Chaque fois qu'on présente un projet d'une société d'Etat
à vocation populaire comme Samoco, Cabano et tout ce que vous voudrez,
j'ai toujours entendu dire: La queue du dragon, la queue du chat.
La sidérurgie qui devait coûter de $55 millions à
$60 millions, ce prix, c'était celui de la queue du chat, non encore
viable, cela coûte $800 millions et on n'a pas encore vu les yeux du
chat.
Allez vers le bunker, de l'autre bord, ou vers un président d'une
banque bien connu dans la province qui est un ex-secrétaire du Conseil
du trésor; eux, ils en ont vu arriver des chats dont on leur
présentait la queue. Ils attendent toujours la tête. Et cela, sans
malice à l'endroit de ceux qui faisaient une telle réflexion pour
des actions posées par des précédents gouvernements.
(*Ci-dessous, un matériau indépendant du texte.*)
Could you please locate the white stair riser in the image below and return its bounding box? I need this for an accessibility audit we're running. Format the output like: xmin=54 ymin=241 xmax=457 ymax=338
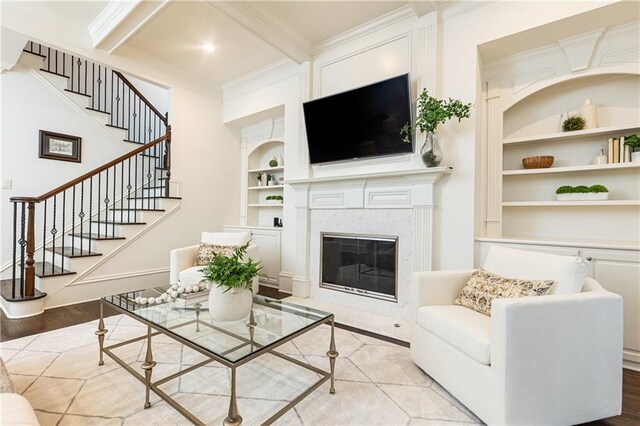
xmin=84 ymin=108 xmax=110 ymax=126
xmin=125 ymin=198 xmax=164 ymax=209
xmin=36 ymin=68 xmax=69 ymax=92
xmin=142 ymin=188 xmax=165 ymax=197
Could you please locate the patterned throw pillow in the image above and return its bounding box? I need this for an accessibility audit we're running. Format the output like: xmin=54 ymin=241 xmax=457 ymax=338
xmin=454 ymin=268 xmax=553 ymax=316
xmin=194 ymin=243 xmax=238 ymax=266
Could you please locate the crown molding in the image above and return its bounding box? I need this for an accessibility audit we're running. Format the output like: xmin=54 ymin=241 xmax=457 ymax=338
xmin=313 ymin=5 xmax=416 ymax=56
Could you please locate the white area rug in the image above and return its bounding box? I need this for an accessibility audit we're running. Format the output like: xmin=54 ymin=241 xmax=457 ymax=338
xmin=0 ymin=315 xmax=480 ymax=426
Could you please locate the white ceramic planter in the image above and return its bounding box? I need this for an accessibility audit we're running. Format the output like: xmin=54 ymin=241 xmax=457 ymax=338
xmin=209 ymin=283 xmax=253 ymax=321
xmin=556 ymin=192 xmax=609 ymax=201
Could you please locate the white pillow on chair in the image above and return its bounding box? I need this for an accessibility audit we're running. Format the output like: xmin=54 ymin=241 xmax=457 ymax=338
xmin=200 ymin=232 xmax=251 ymax=246
xmin=482 ymin=245 xmax=587 ymax=294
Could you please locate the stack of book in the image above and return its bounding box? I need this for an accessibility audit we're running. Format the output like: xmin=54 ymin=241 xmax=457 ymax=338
xmin=173 ymin=290 xmax=209 ymax=308
xmin=607 ymin=136 xmax=631 ymax=164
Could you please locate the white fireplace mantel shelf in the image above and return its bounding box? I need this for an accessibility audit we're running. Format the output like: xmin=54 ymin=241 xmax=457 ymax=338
xmin=284 ymin=166 xmax=453 ymax=186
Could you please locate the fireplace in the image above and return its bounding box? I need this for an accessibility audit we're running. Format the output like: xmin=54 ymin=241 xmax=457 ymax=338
xmin=320 ymin=233 xmax=398 ymax=302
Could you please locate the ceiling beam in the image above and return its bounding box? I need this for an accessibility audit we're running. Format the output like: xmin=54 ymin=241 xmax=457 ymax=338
xmin=409 ymin=0 xmax=438 ymax=18
xmin=206 ymin=0 xmax=311 ymax=64
xmin=89 ymin=0 xmax=169 ymax=53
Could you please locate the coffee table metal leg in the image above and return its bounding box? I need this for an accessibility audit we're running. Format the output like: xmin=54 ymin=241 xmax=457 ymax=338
xmin=327 ymin=318 xmax=339 ymax=394
xmin=222 ymin=367 xmax=242 ymax=426
xmin=141 ymin=326 xmax=156 ymax=408
xmin=96 ymin=301 xmax=109 ymax=365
D'ailleurs, je ne me réfère pas à l'achat éventuel
de l'Asbestos Corporation dans lequel je ne voudrais pas les impliquer,
d'ailleurs.
Le premier ministre a informé la Chambre que son gouvernement
connaissait les éléments susceptibles d'établir les
coûts d'une transaction possible, transformation de l'usine, construction
nouvelle, déménagement d'une infime partie de la population,
indemnisation des employés, etc., coûts auxquels il faudra ajouter
les sommes requises pour transformer les produits qu'on désirera. C'est
déjà beaucoup d'argent qui se fait d'ailleurs de plus en plus
rare dans le Québec, dans le Canada et dans les pays
industrialisés.
De plus, on n'a que des espoirs de voir plus d'emplois
créés, et je ne voudrais pas aller dans ce sens. On n'a
pénétré aucun marché et, pourtant, bien poliment,
comme lors de l'achat de SIDBEC, de DOSCO, on n'est et on ne sera
propriétaire que de la queue du chat. Je doute fort que ce gouvernement
voie ce que d'autres nomment la tête ou les yeux du chat.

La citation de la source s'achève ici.